Along these lines, I do feel that there is an urgent need to engage in comprehensive policy work. There are state legislators across the country who have indicated an interest in pursuing civics education legislative solutions. We have an opportunity, in 2020 specifically, to pursue robust policy solutions in a number of defined states which would significantly further the movement.

It would not take much investment from many of the interested foundations in the field to ensure collaboration: potentially seed funding to these coordinating entities to define a strategy. Transparency is necessary here: different foundations have invested in favorites with different organizations (including Generation Citizen) as it pertains to field-building. We need to formalize the infrastructure of the field in order to maximize an important, impermanent window of opportunity to strengthen civics education for the benefit of our democratic republic.

  • Push for New and Diverse Leadership: The civics education field has been too dominated by white leaders who have led their organizations for a long time. This is not only true for civics education organizational leaders, but also for educators, school administrators, and scholars.

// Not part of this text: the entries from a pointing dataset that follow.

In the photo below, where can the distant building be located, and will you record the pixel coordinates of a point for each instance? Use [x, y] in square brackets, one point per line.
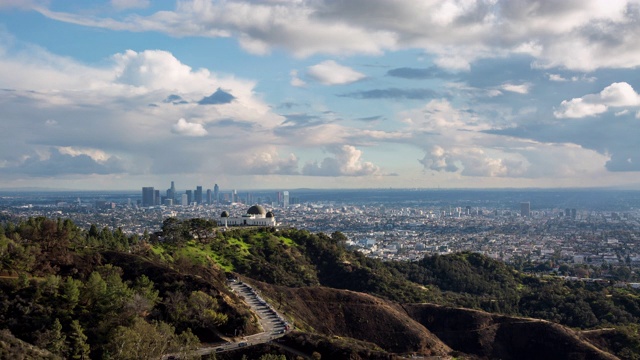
[525, 209]
[171, 192]
[148, 196]
[255, 216]
[198, 195]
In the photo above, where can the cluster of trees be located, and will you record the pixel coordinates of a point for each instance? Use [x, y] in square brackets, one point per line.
[58, 293]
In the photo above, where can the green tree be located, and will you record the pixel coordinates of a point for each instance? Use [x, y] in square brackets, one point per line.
[78, 347]
[53, 339]
[141, 340]
[69, 294]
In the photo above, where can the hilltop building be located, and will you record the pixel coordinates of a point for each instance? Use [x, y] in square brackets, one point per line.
[255, 216]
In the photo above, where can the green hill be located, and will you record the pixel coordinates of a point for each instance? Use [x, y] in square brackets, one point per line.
[76, 292]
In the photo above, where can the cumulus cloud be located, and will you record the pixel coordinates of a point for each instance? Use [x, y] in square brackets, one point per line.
[61, 161]
[615, 95]
[393, 93]
[330, 72]
[346, 161]
[217, 98]
[263, 161]
[419, 73]
[129, 4]
[53, 102]
[183, 127]
[578, 35]
[462, 143]
[520, 89]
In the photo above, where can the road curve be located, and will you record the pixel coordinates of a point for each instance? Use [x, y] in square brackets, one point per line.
[273, 324]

    This has numerous and deep ramifications, including too much focus on a “what’s gotten us here will get us to the next phase,” a perception (or perhaps, reality) that civics education is a white-dominated field that fails to create space for diverse leadership, and extensive blind-spots that come from leaders with strong values but who are directing organizations without a nuanced, ever-evolving understanding of the lived experiences of students and communities who have historically had to fight the hardest for a seat at the table in our democracy. While we have strived to prioritize this value internally, and have indeed made significant strides, we also recognize that we, like other organizations within this field, may not have always gotten this right, or lived fully into our highest aspirations.

    There is an urgent need to diversify leadership in the field. This could come from funders prioritizing resources for talent development and acquisition, as well as leaders in the space being proactive and intentional about succession planning.

These thoughts and recommendations are offered with a deep sense of commitment to the field, to our students, and a deeper sense of humility for all the good work that has been done by so many people. I am hopeful that these recommendations are helpful, and taken as acknowledging the important work that has been done, and the work that must be done to move this field forward urgently.